Brazilian President Jair Bolsonaro, elected in Jan 2019, is facing criticism because he has indicated that protecting the rainforest is not one of its top priorities. His election promises included opening of  Amazon region for business and he has been quoted as “ Brazil should not sit on its natural reserves because of a handful of Indians who want to conserve it”. Bolsonaro's government lowered the number of fines levied for illegal deforestation and mining and decreased its monitoring of illegal activity in the rainforest. Bolsonaro has openly blamed the fires on NGOs as retaliation for scaling back of Brazil’s usual funding support for them. He also stated that it is the time of the year of “queimada” or burn when farmers light fires to clear land. 

Other countries of the Amazon basin are also affected by fires - with Venezuela reporting 26000 fires, followed by Bolivia with 17000 fires.

The international community has been highly critical of how Brazil is handling the fires.  French President Emmanuel Macron warned he would not sign the EU-Mercosur trade treaty if Bolsonaro pulled Brazil out of the Paris accord. Norway and Germany suspended funding for projects to curb deforestation in Brazil. At the G7 summit, although the member states pledged $20m as aid to pay for firefighting planes, Brazil has rejected it. 
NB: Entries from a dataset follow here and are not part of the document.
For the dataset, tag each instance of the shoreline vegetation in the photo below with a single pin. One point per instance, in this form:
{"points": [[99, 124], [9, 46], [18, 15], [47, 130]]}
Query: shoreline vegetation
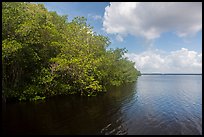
{"points": [[44, 55]]}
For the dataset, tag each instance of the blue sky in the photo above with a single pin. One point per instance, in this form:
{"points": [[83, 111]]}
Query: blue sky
{"points": [[168, 34]]}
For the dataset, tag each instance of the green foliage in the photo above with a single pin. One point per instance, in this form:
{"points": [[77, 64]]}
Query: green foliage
{"points": [[45, 55]]}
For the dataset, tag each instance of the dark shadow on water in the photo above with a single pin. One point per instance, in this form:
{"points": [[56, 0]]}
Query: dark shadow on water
{"points": [[70, 114]]}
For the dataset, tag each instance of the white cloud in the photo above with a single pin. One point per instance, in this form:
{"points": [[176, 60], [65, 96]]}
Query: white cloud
{"points": [[151, 19], [95, 17], [180, 61]]}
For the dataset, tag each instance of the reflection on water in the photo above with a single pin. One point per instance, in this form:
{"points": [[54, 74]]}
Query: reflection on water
{"points": [[162, 104]]}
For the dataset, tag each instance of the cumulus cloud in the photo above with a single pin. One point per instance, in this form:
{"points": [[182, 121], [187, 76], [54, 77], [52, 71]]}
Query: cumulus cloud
{"points": [[95, 17], [180, 61], [151, 19]]}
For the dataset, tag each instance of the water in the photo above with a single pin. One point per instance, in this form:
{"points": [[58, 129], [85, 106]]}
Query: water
{"points": [[155, 104]]}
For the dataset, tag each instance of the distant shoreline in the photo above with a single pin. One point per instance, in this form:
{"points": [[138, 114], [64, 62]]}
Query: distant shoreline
{"points": [[171, 74]]}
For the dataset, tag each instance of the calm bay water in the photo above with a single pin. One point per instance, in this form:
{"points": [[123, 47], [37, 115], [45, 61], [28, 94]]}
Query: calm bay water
{"points": [[155, 104]]}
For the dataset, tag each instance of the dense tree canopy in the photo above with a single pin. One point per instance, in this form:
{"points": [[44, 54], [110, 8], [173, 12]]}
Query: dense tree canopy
{"points": [[44, 55]]}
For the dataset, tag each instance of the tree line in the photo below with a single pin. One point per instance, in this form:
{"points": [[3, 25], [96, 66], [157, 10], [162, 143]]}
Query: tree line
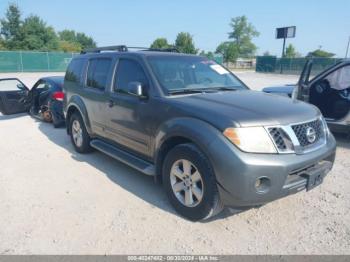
{"points": [[32, 33], [238, 45]]}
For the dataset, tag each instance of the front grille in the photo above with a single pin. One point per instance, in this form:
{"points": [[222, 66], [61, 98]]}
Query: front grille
{"points": [[276, 134], [301, 132]]}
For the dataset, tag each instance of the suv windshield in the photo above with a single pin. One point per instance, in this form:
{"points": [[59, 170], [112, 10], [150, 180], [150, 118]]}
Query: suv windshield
{"points": [[191, 73]]}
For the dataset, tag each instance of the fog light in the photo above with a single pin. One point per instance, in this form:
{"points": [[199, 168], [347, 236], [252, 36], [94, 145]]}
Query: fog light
{"points": [[262, 185]]}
  • Between 2006 and 2012, due to international pressure, countries sharing the Amazon forest cover had significantly put the brakes on deforestation.  It is apparent that in their search for economic revival amidst an overall downtrend in growth rates, domestic compulsions are driving upwards the pace of deforestation. For the survival of planet Earth, international commitment to preserve these forests has to be invoked once again.
  • Nowhere is this more apparent than in Brazil where loggers, farmers and other commercial exploiters of the rainforest resources are clearly encouraged by the anti-environment rhetoric of the current political dispensation. Unless defaulting governments are faced with punitive actions and widespread condemnations, the situation will not improve.
  • Another reason is that that current economic recession is leading to hunger and food insecurity among the poor.  In a bid to increase food production, more and more of the forest cover is being destroyed through “ natural occurring” fires.
  • Agri societies blessed with large tracts of forest cover, are habituated to cultivating food through the unsustainable ‘slash and burn’ farming technique – which works by encroaching into the soil fertility of a newly cleared patch of forest.  Ashes of trees and undergrowth act as rich nutrients, resulting in plentiful crops for a short time. This practice needs to be curbed. 
  • While there is no denying that Brazil and other countries must duly harvest the riches of the Amazon forests for the economic upliftment of their people, this has to be done in a systematic, planned and sustainable manner.  The international community should be sensitive to this and assist these countries through funds, technological expertise and training. 
  • As an immediate response, there is a need to pool firefighting resources like heavy fire fighting air-tankers and provide technical expertise to the affected countries on a war footing. Brazil and other countries should be encouraged to seek and accept this international assistance.  
  • The exploitation of the Amazon forests is fuelled by the international demand for paper, lumber and meat products produced by the creation of vast ranches from forest cover.  A responsible world needs to rein in this extravagance and learn to manage more frugally and not lay the entire blame on the Amazon Basin countries.